Gout was not the only thing Walpole did not care for because he also once wrote that he had “no particular penchant for sterling princes or princesses, much less for those of the French plate.” This comment was sent to the Earl of Stafford in July of 1787 and was in reference to the sumptuous dinner held to honor the Princesse de Lamballe by the Duke of Queensberry. Walpole also noted that he had never seen the Princesse, “not even in France.”
Although Walpole may have disliked French princes and princesses, he disliked the French Revolution even more. In fact, people said he was horrified by it and demonstrated his horror by his liberal praise of Edmund Burke for having written “Reflections on the Revolution in France” first published in 1790. Of Burke’s book he stated:
“Every page shows how sincerely he is in earnest — a wondrous merit in a political pamphlet — All other party writers act zeal for the public, but it never seems to flow from the heart.”
To further demonstrate his feelings against the French Revolution, he wrote a letter to the divorcee Lady Ossory (Anne FitzPatrick) blistering with indignation after he learned that Louis XVI had been executed.
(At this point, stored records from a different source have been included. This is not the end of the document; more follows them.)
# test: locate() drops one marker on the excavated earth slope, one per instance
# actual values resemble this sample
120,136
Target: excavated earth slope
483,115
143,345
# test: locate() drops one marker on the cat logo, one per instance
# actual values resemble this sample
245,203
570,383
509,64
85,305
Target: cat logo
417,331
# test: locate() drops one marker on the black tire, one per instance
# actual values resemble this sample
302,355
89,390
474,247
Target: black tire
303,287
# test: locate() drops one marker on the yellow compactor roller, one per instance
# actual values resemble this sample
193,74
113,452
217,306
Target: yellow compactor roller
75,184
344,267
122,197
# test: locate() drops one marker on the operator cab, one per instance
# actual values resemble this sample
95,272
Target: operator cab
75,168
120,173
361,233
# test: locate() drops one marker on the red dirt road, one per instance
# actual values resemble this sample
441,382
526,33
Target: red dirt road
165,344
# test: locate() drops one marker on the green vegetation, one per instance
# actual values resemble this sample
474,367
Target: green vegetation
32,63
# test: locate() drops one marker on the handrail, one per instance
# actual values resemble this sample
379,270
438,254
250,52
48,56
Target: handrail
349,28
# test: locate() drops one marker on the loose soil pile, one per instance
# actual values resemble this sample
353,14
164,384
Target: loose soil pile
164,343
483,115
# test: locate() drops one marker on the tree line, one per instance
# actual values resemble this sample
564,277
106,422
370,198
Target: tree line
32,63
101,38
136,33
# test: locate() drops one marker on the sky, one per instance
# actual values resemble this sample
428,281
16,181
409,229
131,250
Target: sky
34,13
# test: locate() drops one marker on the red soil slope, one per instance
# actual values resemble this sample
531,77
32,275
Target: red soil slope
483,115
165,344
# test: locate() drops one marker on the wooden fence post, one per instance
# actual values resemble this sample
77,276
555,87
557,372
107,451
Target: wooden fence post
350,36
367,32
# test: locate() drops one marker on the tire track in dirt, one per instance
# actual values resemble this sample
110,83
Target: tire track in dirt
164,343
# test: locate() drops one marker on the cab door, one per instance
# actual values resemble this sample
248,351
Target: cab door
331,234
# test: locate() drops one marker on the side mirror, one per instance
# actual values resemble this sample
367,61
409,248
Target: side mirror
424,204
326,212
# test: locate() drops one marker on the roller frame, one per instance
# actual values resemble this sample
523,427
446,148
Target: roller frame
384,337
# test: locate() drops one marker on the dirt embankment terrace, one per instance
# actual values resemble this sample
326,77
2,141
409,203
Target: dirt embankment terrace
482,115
The letter was dated 29 January 1793:
“Indeed, Madam, I write unwillingly; there is not a word left in my Dictionary that can express what I feel. Savages, barbarians, &c., were terms for poor ignorant Indians and Blacks and Hyaenas, or, with some superlative epithets, for Spaniards in Peru and Mexico, for Inquisitors, or for Enthusiasts of every breed in religious wars. It remained for the enlightened eighteenth century to baffle language and invent horrors that can be found in no vocabulary. What tongue could be prepared to paint a Nation that should avow Atheism, profess Assassination, and practice Massacres on Massacres for four years together: and who, as if they had destroyed God as well as their King, and established Incredulity by law, give no symptoms of repentance! These Monsters talk of settling a Constitution—it may be a brief one, and couched in one Law, “‘Thou shalt reverse every Precept of Morality and Justice, and do all the Wrong thou canst to all Mankind.'”
-  Walpole, Horace, The Letters of Horace Walpole, [ed. by John Wright], 1842, p. 488.
-  Steel, A.G., and Hon. R.H. Lyttleton, Cricket, 1888, p. 10.
-  Walpole, Horace, The Letters of Horace Walpole, Earl of Orford, Vol. 2, 1844. p. 81.
-  Walpole, Horace, The Letters of Horace Walpole, Earl of Orford, Vol. 9, 1861, p. 102.
-  Ibid.
-  The Gentleman’s Magazine, 1848, p. 242.
-  Ketton-Cremer, R.W., Horace Walpole: A Biography. 1964. p. 305–306.